Trovo però che sia doveroso
aggiungere a questo punto che oltre a essere di
discutibile bellezza era anche di dubbia intelligenza, insomma, si poteva
distinguere tra migliaia di ippopotami perché era la più brutta e stupida.
Tornando alla telefonata dopo
aver scoperto l’identità dello scorticatore di scroto una parte di me mi suggeriva di riattaccare e tornare a dormire mentre
l’altra, probabilmente ancora in fase di dormiveglia, era curiosa di sentire
cosa aveva da dirmi Valeria, purtroppo, vinse la seconda.
“che
vuoi a quest’ora?”
“ma
quale ora che so le dieci”
Come in un baleno mi ricordai
che ieri avevo fatto tardi e che le serrande non facevano passare luce per via
della mia fotosensibilità. Ripresi tentando di non
far notare la mancanza del mio orologio biologico:
“ah… allora che vuoi e basta”
“niente lorè,
volevamo sapere se tu potev…”
“volevamo chi?”
“io e Benedetta”
“no.”
Dopo aver riattaccato mi
avviai alla finestra della mia camera e, tirando occhiatacce al cane, alzai le
serrande.
“sai benissimo che è colpa
tua èh?” le dissi “ieri avevamo concordato che stava
a te alzare le serrande stamattina”
Ekips non rispose, un po’ perché sapeva che la colpa era
sua e con me nessuna difesa tiene e un po’ perché era un cane.

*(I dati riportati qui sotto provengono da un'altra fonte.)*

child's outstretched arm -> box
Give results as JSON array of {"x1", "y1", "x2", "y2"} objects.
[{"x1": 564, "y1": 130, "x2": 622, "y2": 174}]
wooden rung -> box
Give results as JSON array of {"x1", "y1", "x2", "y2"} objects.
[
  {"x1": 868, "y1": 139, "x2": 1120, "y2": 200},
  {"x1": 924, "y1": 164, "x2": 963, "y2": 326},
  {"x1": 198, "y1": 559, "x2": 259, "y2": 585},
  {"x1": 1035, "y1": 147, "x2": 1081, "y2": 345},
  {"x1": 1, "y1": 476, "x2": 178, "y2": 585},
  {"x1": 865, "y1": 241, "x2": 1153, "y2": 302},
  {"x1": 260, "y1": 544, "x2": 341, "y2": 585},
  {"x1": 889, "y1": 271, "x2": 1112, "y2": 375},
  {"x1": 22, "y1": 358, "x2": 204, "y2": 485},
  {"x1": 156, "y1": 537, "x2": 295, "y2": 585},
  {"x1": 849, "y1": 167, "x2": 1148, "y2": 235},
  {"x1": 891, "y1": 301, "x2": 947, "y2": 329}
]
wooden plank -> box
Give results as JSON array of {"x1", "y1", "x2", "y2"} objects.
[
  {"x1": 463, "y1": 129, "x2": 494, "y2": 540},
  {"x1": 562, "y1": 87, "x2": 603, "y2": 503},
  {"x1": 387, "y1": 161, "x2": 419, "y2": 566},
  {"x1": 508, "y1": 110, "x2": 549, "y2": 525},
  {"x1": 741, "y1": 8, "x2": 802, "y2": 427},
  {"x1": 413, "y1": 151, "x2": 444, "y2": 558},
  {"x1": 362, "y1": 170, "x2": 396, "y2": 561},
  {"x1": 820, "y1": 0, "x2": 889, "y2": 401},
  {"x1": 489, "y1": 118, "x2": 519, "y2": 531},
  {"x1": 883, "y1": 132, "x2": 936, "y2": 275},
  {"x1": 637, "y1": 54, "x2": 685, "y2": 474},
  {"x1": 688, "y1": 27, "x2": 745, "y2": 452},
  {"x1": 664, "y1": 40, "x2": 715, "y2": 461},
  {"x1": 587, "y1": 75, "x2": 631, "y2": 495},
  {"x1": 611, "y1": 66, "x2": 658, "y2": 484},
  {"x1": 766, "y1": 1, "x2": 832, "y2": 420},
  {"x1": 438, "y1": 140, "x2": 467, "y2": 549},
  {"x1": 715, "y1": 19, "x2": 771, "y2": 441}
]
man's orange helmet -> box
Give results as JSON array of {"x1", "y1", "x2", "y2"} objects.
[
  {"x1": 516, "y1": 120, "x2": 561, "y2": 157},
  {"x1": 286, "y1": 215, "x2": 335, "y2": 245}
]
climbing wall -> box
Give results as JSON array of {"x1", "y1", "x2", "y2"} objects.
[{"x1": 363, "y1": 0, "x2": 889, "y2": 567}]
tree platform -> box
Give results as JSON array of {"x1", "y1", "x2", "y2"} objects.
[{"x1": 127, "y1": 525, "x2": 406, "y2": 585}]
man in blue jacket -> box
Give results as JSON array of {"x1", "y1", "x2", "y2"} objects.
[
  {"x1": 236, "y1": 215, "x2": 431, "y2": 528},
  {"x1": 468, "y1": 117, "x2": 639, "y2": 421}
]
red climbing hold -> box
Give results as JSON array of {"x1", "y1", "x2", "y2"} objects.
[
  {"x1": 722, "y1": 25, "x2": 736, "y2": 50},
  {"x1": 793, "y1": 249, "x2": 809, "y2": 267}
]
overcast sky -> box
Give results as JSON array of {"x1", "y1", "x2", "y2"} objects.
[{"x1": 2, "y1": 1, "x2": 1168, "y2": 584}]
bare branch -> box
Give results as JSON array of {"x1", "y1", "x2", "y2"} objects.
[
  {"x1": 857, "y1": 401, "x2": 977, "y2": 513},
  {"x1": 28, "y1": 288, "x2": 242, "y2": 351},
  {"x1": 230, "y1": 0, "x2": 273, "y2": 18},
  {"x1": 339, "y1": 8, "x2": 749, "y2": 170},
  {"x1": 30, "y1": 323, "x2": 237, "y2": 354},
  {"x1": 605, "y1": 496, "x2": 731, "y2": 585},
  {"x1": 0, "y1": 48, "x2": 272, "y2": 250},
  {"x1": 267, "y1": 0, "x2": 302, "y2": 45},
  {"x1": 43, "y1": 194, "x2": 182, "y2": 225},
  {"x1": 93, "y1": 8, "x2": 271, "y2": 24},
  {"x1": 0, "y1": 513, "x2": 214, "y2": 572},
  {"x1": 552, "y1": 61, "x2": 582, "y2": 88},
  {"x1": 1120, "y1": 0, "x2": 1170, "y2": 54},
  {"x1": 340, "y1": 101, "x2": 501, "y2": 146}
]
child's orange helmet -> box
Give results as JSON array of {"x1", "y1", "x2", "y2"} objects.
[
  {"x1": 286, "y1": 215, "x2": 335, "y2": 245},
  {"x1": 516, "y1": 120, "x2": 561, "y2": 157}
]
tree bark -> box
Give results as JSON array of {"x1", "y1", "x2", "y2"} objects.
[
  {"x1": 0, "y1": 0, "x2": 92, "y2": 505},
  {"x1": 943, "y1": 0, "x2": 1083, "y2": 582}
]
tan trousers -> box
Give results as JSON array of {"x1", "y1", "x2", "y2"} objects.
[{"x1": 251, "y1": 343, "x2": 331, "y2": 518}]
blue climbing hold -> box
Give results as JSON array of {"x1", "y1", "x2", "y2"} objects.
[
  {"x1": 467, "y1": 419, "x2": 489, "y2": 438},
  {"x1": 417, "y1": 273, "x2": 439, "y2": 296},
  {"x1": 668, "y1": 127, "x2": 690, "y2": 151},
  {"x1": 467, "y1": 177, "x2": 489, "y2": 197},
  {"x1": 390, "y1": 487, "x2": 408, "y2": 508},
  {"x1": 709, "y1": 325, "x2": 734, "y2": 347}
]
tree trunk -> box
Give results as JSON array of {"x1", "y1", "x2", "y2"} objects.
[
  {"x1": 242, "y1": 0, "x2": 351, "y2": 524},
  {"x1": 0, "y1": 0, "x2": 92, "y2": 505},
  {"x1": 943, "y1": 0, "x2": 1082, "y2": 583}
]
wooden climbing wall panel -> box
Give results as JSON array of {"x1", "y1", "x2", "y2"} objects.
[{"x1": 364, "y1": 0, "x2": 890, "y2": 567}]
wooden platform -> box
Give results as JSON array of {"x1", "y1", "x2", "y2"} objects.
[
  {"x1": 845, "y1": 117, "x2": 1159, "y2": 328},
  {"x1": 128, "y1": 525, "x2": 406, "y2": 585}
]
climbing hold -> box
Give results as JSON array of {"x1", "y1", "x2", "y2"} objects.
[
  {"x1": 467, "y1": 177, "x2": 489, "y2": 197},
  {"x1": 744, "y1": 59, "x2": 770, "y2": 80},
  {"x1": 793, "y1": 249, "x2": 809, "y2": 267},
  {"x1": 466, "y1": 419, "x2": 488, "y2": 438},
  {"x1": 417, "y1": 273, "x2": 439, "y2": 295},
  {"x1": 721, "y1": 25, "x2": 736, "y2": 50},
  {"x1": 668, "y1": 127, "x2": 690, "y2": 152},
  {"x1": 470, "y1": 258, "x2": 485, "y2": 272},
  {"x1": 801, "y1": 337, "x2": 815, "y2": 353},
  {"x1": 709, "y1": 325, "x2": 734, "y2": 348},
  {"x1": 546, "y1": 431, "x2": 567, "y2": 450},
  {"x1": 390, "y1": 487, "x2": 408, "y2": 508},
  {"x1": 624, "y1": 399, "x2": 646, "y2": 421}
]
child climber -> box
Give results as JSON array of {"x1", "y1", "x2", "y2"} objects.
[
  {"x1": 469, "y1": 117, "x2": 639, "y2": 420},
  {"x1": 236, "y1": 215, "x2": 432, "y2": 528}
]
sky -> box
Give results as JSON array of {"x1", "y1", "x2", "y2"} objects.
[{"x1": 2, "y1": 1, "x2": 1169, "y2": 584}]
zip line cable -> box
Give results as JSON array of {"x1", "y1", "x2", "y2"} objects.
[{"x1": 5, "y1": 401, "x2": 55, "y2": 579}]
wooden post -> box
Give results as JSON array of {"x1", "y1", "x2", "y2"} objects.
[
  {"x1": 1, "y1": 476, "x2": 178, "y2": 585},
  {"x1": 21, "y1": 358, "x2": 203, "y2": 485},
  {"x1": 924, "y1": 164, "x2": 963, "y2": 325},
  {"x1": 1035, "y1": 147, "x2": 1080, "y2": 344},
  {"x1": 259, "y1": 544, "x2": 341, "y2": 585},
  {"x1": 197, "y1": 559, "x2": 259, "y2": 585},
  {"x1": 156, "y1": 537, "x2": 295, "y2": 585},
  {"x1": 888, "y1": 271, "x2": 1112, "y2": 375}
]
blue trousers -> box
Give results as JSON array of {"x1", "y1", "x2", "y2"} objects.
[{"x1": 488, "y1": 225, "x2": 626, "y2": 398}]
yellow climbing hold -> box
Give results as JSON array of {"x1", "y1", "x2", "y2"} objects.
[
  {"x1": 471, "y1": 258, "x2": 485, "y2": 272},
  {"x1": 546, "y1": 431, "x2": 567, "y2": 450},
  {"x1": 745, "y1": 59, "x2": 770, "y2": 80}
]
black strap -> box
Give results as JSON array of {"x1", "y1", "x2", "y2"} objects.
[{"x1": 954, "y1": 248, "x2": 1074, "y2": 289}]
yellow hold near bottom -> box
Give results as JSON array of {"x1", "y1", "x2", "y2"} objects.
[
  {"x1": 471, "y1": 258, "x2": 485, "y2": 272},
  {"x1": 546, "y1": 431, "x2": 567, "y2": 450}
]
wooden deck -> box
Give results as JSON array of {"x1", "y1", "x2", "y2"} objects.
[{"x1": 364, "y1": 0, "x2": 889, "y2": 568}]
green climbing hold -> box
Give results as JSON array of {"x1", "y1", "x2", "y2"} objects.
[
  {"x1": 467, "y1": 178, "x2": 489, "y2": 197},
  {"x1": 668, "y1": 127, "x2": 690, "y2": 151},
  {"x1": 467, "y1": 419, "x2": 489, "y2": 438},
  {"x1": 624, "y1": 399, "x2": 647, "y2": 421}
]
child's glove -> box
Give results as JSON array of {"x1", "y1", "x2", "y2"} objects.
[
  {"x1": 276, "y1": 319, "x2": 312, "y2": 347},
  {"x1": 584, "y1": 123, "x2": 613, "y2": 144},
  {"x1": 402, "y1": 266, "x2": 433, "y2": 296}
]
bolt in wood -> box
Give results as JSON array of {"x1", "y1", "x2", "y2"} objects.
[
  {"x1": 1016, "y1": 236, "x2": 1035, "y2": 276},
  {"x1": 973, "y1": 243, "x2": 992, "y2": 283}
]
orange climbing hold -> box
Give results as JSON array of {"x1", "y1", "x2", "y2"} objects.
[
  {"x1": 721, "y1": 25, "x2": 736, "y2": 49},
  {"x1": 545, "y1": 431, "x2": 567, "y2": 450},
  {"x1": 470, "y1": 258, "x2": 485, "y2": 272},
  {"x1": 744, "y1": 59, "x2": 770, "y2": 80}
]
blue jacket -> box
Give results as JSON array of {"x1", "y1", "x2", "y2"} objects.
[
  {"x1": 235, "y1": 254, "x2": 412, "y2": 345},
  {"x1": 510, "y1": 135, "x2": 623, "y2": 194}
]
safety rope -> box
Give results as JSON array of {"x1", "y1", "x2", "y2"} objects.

Dato che al mondo l’idea di
lasciarmi in pace non piace affatto il telefono suonò
nuovamente, quando risposi mi trovai di nuovo a parlare con Valeria:
“lorè,
però nun fa cosi, ‘o sai che
me pija a male quando me riattacchi senza motivo”
“un motivo c’era, ad ogni
modo cosa volevi?”
“volevo solo sapè se eri libero il trentuno ottobre, stavamo a organizzà una pizza per Allouìn”
“Allouìn
è una festa che non appartiene al nostro paese, in quanto non mi sento in
obbligo di prendere parte a questi festeggiamenti inutili e poi se proprio devo
fare una festa creata per scacciare gli spiriti maligni di certo non la celebro
mangiando pizza con uno di loro”
“sei popo
cattivo lorè”
“e
tu non sei più fica se parli romanaccio”
Dopo questa frase gli
riattaccai, non sono maleducato ma trovo che i
convenevoli di saluto siano un privilegio da riservare per chi mi chiama dopo
colazione. La giornata era già partita molto male e sarebbe proseguita peggio
me lo sentivo, è come il cellulare: quando lo compri nuovo
può non cascarti per mesi, ma la prima volta che ti si sfrange
per terra sai già che è solo l’inizio di una lunga serie di schianti che lo
porteranno a rompersi nel giro di poche settimane.